Bereavement Week Series: Elaine's story

November 16 is National Grief and Bereavement Day. In recognition of this important day we are sharing a series of stories submitted by DWDC supporters about their grief and bereavement experience and process. For some, writing down the memory of a loved one is part of their bereavement process, for others reading the stories is comforting. We hope you find solace in the stories shared in this series.

This is Elaine's story.


 

My mother lived her life with patience, empathy, intelligence, and tremendous faith in love and family.  We were very close and I took this relationship for granted, like most children do of their parents I suppose.  She was always right; whether the topic was how to wear clothing, organize the kitchen drawers, raise kids, cook Chinese soups or investing in real estate. Funny enough, her older sister was the same.  She was always right and 99% of the time, this was so. Mum and I spoke three or four times a week by phone during her last 25 years and I would visit her often.  

After being diagnosed with a rare form of Metastatic Melanoma in March 2020 - similar to President Jimmy Carter’s - and also trying immunotherapy, she elected medical assistance in dying (MAID). Our doctor was intelligent and deeply empathetic throughout our dialogue and the process itself. We sent her onwards on September 15, 2020.

When I learned of her diagnosis, I felt surprised, this heavy feeling that all the news, doctor visits and data were unreal. I also felt a great deal of admiration for my mum to have managed all aspects of her departure including legal issues, her estate, the elimination of physical assets, and setting up care for her husband, my dad. She made the load tremendously lighter for me, her eldest child and executor. 

Sometimes I felt happy that we could do simple things together, like sorting old clothes and photos. I also felt dark despair as I helped her pick out her final outfit, a simple casual outfit as if she was going through a regular day’s activities; and her final music, the Lord’s Prayer as sung by Andrea Bocelli. Mostly though, I felt a lot of love emanating from her to our whole family.  She spoke to all her loved ones in advance to express her love, and let them know she was ready. I helped her coordinate and manage all that was needed to be done with her care team and the Dying with Dignity Canada team, who were very gentle with us.

After her death, there was a void in my life. Then I was reminded of my mum's studies with Sadhguru and Buddhism. She believed that feelings come from thoughts, thoughts can be ephemeral, and it’s okay to cry and breathe through the feelings of sadness to have lost her guidance and care.  

To cope, I got busy with my duties as executor. I also used a journal to allow my emotions a place to land. I talked to her friends and our close family. We were able to reignite some of her energy in those calls and continue to do so today. Finally, I returned to nature; I took a lot of walks on the beach or nearby trails, something I've always used in times of stress. I chose not to use formal organized support. Instead, I simply relied on my husband, dear friends, family, yoga and exercise. 

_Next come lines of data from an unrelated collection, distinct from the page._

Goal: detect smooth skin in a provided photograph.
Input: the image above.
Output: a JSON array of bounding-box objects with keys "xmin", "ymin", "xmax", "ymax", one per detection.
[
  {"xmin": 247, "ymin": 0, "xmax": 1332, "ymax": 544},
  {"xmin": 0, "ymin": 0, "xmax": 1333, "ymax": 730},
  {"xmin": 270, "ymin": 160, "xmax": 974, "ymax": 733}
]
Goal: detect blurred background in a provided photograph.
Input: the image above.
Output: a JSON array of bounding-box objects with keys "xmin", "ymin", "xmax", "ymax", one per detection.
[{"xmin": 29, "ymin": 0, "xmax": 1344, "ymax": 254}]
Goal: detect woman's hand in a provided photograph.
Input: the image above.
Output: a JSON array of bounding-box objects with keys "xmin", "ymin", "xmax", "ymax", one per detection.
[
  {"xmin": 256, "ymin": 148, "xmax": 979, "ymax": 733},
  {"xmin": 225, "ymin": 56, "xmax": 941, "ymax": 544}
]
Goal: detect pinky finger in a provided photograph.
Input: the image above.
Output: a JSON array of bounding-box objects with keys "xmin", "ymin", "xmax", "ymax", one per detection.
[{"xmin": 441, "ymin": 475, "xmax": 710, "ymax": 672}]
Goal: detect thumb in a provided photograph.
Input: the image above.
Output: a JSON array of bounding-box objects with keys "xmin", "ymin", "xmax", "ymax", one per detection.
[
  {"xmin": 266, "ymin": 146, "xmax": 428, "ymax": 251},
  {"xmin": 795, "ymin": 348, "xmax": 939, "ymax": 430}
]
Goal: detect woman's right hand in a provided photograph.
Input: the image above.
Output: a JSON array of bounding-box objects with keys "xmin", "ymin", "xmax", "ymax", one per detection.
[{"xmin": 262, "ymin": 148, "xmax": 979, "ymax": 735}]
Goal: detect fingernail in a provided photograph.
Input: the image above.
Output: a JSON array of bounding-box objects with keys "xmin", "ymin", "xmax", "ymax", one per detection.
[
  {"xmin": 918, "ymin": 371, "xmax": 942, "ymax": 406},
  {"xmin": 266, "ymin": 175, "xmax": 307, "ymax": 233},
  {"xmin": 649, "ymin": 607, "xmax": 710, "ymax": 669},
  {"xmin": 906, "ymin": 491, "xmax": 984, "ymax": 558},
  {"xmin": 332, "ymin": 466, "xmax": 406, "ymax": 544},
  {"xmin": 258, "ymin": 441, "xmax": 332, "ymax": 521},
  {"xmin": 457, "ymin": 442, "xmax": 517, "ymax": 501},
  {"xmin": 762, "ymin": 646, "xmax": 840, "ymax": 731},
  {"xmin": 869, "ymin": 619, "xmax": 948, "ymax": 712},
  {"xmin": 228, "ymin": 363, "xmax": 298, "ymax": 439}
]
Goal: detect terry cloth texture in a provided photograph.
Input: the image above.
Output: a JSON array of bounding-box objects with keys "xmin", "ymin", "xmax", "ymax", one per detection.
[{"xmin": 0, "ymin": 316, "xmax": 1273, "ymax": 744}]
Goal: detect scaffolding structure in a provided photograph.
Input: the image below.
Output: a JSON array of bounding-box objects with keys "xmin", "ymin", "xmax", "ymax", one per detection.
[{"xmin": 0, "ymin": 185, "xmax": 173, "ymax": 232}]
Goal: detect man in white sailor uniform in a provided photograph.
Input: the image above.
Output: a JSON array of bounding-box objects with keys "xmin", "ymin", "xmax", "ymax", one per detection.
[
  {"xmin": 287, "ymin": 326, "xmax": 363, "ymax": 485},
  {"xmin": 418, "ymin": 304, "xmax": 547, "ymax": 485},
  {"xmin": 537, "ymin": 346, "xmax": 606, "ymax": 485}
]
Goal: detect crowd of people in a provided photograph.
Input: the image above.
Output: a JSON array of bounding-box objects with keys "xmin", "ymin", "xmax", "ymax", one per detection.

I learned a few key lessons about family and myself; that some people don’t intend to be hurtful, yet are extremely masterful at it, that it makes sense to cut them out of one’s life, try to forgive them, and to turn energies towards the infinitely kind and loyal ones that step up to support and offer care, and that we have a new tradition of lighting a candle and telling stories about Mum each September and to bow to her at every visit to the ocean.

I was previously unaware of Dying With Dignity Canada and MAID. I am so glad we were able to do everything humanly possible for my mum — to spend time together, to support her death choices and to support my father. Through the process and engaging with the DWDC team, I see how liberating and life affirming it can be to make such a personal choice.